Distributed File Systems and HDFS

CS 6500 — Week 2, Session 1

CS 6500 — Big Data Analytics | Week 2

Week 1 Recap

What we covered:

  • Big data landscape and the V's (Volume, Velocity, Variety)
  • The Hadoop ecosystem overview
  • Docker environment setup and first contact with the cluster

Key insight: Traditional databases hit walls at scale — we need new architectures designed for distributed commodity hardware.

Any environment setup issues? Quick show of hands — we'll troubleshoot during break.

CS 6500 — Big Data Analytics | Week 2

The Question

"Google had petabytes of web crawl data in 2003 and a cluster of 1,000 commodity servers. They couldn't afford enterprise storage. Why didn't they just use NFS — and what did they have to invent instead?"

CS 6500 — Big Data Analytics | Week 2

Today's Path

HDFS is the answer — and understanding why means understanding what NFS got wrong.

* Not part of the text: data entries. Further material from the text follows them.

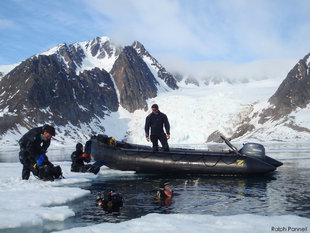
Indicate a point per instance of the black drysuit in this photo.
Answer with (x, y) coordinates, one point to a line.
(78, 161)
(157, 122)
(32, 144)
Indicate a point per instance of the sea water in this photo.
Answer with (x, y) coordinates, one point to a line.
(283, 192)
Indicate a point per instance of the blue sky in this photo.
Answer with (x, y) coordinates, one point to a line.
(235, 31)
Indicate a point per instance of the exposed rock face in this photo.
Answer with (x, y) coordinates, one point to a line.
(72, 84)
(40, 90)
(293, 92)
(167, 77)
(134, 80)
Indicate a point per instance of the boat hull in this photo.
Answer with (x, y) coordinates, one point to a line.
(178, 161)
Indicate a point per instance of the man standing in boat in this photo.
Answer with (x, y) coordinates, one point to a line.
(157, 121)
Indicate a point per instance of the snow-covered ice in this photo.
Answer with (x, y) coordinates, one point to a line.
(30, 203)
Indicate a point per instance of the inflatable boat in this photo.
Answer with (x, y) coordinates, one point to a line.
(250, 159)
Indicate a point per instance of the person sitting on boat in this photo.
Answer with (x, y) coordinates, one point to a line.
(156, 121)
(110, 201)
(78, 158)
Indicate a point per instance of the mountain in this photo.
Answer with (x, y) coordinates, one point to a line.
(79, 85)
(284, 116)
(96, 87)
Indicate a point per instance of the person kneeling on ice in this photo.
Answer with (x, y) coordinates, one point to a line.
(78, 158)
(33, 148)
(110, 201)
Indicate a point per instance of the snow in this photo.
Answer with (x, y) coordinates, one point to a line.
(4, 69)
(200, 223)
(30, 203)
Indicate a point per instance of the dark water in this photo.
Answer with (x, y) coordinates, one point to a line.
(284, 192)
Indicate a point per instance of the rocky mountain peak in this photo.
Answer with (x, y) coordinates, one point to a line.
(161, 71)
(294, 91)
(134, 80)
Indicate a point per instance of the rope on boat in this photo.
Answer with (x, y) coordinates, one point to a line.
(202, 157)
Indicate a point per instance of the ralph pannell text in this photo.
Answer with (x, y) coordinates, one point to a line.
(289, 229)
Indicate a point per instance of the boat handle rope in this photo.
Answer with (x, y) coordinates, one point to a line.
(202, 157)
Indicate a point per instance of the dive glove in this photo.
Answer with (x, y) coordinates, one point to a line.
(40, 160)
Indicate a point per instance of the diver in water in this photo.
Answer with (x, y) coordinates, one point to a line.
(110, 201)
(165, 193)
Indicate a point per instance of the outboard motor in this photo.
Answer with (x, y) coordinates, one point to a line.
(254, 150)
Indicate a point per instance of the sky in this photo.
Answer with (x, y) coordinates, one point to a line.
(178, 33)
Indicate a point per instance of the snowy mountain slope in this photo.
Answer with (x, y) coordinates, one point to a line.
(195, 111)
(99, 52)
(68, 86)
(285, 116)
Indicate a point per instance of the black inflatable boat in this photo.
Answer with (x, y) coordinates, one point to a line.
(250, 159)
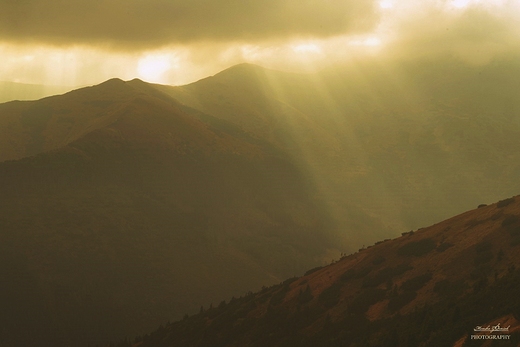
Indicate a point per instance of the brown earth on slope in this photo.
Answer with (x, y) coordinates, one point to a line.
(428, 287)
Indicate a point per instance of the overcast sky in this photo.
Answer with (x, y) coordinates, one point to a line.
(78, 42)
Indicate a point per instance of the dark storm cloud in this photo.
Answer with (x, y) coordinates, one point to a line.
(141, 23)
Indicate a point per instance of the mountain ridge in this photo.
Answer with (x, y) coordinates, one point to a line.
(396, 292)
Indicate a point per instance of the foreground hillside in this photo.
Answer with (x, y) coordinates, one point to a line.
(119, 199)
(431, 287)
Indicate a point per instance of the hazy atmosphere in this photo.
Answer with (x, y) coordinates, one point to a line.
(260, 173)
(77, 43)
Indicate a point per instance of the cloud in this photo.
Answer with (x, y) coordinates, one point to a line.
(151, 23)
(475, 33)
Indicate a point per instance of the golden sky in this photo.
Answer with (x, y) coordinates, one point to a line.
(81, 42)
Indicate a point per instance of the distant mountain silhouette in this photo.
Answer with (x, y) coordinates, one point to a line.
(127, 204)
(143, 201)
(390, 147)
(429, 287)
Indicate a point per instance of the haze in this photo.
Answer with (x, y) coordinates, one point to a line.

Why traditional file systems fail at scale
Single machines, random-access assumptions, and failure rates that make enterprise storage economics impossible at petabyte scale

How HDFS was designed instead
NameNode, DataNodes, 128MB blocks, 3× replication, rack awareness — each design choice is a deliberate response to a specific failure of traditional storage

By end of session you'll be able to trace a read request through the cluster and explain every design decision along the way.

CS 6500 — Big Data Analytics | Week 2

Why FS Can't Scale

The wall that every growing system eventually hits

CS 6500 — Big Data Analytics | Week 2

The Scale Problem

A typical enterprise challenge:

  • 10TB of web server logs generated per day
  • Need to analyze 90 days of history (900TB)
  • Query: "Find all sessions from users who later converted to paid"

On a single machine:

  • 900TB doesn't fit on one disk
  • Even if it did: reading at 500MB/sec → 21 days to scan once
  • RAID adds capacity but not parallel throughput

The fundamental constraint: I/O bandwidth is physical, not a software problem.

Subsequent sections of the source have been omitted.